On March 1, staff at Maurice-Ravel High School asked a 19-year-old student to remove a veil she had put on in the courtyard, in line with school regulations.
French law has prohibited students or teachers from wearing ‘ostentatious’ religious symbols in schools, since 2004.
Teaching staff also said they needed the student to remove her veil so they could check her identity, before the examination.
The student refused to remove her face veil, after which school staff alerted the headteacher about the issue.
During a “tense” exchange, the student says she was “violently slapped on the arm”, as she told Le Parisien newspaper.
After this, she filed a formal complaint at the local police station.
Police investigated the complaint but did not issue her with any days of incapacity for work.
The incident caused some students at the school to stage a protest, leading classes to be cancelled for the day.
Protestors blocked the school entrance with rubbish bins and called for a student strike.
Since March 1, there have been several death threats against the principal on social media, as well as threats to attack the school.
The Paris prosecutor’s office opened an investigation for cyberbullying. “Since these events, death threats against the principal have been observed online. The national unit for combating online hate speech has taken up this matter,” it explained.
The principal also filed a complaint for “an act of intimidation against a person participating in the performance of a public service mission in order to obtain an exemption from the rules governing this service.”

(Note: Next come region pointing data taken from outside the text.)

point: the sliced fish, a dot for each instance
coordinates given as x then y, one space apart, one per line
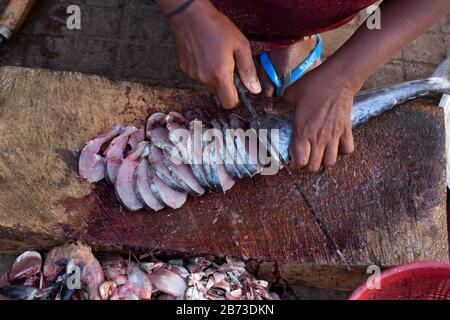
124 184
183 175
115 152
195 147
223 180
242 145
136 137
156 160
92 164
227 159
207 161
233 152
171 198
177 127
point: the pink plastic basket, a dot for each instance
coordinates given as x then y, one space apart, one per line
415 281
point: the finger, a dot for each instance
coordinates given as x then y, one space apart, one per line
300 152
227 93
267 86
315 161
247 70
347 143
331 153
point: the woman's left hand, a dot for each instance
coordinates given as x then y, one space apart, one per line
322 123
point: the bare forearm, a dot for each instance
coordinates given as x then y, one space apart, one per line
402 21
167 6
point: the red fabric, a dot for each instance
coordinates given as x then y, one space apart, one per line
271 24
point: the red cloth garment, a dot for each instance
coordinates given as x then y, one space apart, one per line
271 24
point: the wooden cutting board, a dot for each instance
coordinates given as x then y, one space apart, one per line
385 204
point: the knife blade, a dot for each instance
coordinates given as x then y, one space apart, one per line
243 95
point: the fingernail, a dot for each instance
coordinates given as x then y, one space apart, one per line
255 85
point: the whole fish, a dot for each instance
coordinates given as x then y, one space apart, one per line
185 158
367 104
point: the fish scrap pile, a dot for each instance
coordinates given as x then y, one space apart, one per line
158 166
72 272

A damning report by the French Senate paints a dire picture of the situation in French schools as teachers face an increasing number of threats and attacks from radical Islamists. https://t.co/i30U5aaJjm
— Brussels Signal (@brusselssignal) March 8, 2024
But on March 26, the principal chose to resign.

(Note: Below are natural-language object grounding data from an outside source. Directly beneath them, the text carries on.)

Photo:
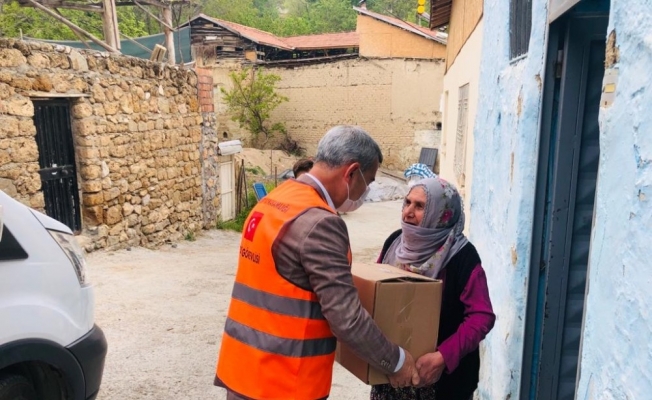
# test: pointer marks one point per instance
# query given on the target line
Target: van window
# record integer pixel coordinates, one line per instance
(10, 249)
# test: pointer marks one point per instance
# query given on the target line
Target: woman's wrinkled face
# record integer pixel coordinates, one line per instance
(414, 206)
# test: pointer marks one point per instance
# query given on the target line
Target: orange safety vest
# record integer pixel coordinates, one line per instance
(276, 342)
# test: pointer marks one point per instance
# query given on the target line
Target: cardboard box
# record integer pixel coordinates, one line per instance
(405, 306)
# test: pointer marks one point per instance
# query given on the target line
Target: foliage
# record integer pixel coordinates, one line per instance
(280, 17)
(255, 171)
(291, 146)
(37, 24)
(238, 223)
(252, 99)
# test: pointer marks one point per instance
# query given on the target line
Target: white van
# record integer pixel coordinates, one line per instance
(50, 348)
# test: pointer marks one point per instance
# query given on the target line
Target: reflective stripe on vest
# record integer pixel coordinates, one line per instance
(276, 343)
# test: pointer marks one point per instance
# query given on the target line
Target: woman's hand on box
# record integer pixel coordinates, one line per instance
(430, 367)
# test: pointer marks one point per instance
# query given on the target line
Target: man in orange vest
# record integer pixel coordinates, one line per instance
(294, 294)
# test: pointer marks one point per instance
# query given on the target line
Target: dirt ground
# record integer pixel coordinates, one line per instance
(163, 311)
(267, 160)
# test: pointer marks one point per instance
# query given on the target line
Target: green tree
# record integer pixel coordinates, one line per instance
(251, 101)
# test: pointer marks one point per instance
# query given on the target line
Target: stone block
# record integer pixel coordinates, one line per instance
(92, 186)
(82, 110)
(116, 230)
(85, 154)
(93, 199)
(11, 58)
(89, 172)
(111, 194)
(133, 220)
(27, 152)
(18, 105)
(42, 83)
(77, 61)
(22, 82)
(8, 186)
(93, 215)
(113, 215)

The school’s governing body announced the news to parents, students, teachers, and members of the board of directors. Rather than citing “security reasons” as the cause, it opted for “personal reasons”.
A 26-year-old man has already been arrested after making online threats to kill the principal. He is scheduled to stand trial April 23.

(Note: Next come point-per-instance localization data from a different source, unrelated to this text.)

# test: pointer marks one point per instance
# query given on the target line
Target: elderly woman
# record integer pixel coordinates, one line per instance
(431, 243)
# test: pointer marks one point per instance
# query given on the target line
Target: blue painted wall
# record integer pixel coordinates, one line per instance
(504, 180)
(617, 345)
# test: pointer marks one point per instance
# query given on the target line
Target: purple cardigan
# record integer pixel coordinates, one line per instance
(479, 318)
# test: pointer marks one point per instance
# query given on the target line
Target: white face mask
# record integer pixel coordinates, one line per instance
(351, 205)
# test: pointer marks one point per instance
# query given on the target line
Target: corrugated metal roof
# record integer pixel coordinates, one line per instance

French schools are seen as a battleground, often literally, between the French secular state and religious fundamentalists. Teachers, on the frontline, have increasingly fallen victim to attacks.
In October 2020, history and geography teacher Samuel Paty was stabbed to death and beheaded by an 18-year-old Russian citizen of Chechen origin with a refugee status.
One of Paty’s students said that in a class on freedom of expression, he had shown his students Charlie Hebdo‘s 2012 cartoons depicting the Islamic prophet Muhammad.
The student was herself absent from the class that day.
Abdoullakh Anzorov, who used a cleaver to kill and behead the teacher, was shot dead by police shortly afterward.